Roller Hockey Blues

Description

88 pages
$8.95
ISBN 1-55028-568-8
DDC jC813'.54

Year

1997

Contributor

Reviewed by Dave Jenkinson

Dave Jenkinson is a professor in the Faculty of Education at the University of Manitoba and the author of the “Portraits” section of Emergency Librarian.

Review

These two titles are part of Sports Stories series. In terms of plot
quality, Hat Trick is definitely the high scorer. Calgarian Leigh
Aberdeen, 12, is not only the sole girl on her ice-hockey team, but she
is also one of its star players. As the Falcons reach the city playoffs,
Jimmy Crane, the team captain, intensifies his verbal and physical
bullying of Leigh in an attempt to get her to quit hockey. Predictably,
Leigh stands up to him and proves her worth by scoring three goals,
including the winner, in the championship game.

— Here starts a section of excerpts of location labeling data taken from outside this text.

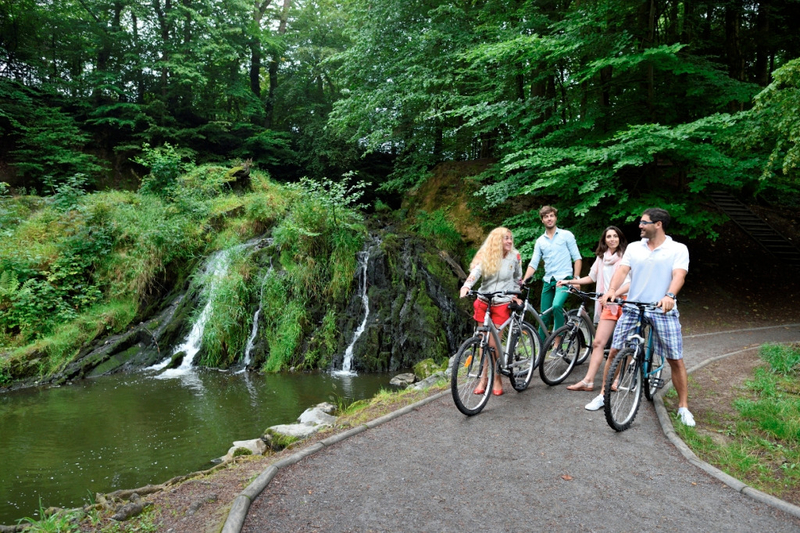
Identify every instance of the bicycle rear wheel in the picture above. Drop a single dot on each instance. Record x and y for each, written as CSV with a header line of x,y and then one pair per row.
x,y
523,358
559,359
471,366
621,405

A strong subplot is interwoven with the main story. The child of
divorced parents, Leigh lives with her father. On weekends she visits
her mother, a member of the Tsua T’ina Nation, at the reserve. There
she engages in her other passion, native Fancy Dancing. Because her
father has rejected his own Métis ancestry, choosing to pass as white,
Leigh does not tell him about the dancing. Nor has she told her
accident-fearing mother about her involvement in hockey. Leigh’s two
hidden worlds collide when a major dance festival is scheduled opposite
the championship game.

Roller Hockey Blues starts strongly. At the close of Grade 8, Mason
Ashbury is about to be separated from his buddies for the summer because
his widowed mother, a Toronto convenience store owner, cannot afford to
send him to camp. Mason’s disappointment at having to spend the
holidays helping in the store is somewhat alleviated when he is
befriended by Jim Littlefield, sponsor and coach of the Littlefield
Blues, a Rollerblade hockey team.

Co-authors Barwin and Tick fail to create any real dramatic tension.
That Mason will gain a place on the team is never in doubt, while the
“villain,” Matt the puck-hog, is a stereotype. Mason’s response to
Littlefield’s romantic interest in his mother also remains
undeveloped. Roller Hockey Blues sputters to an end after the season’s
first game.

While Hat Trick is recommended and would be a useful addition to school
and public libraries, Roller Hockey Blues is not recommended.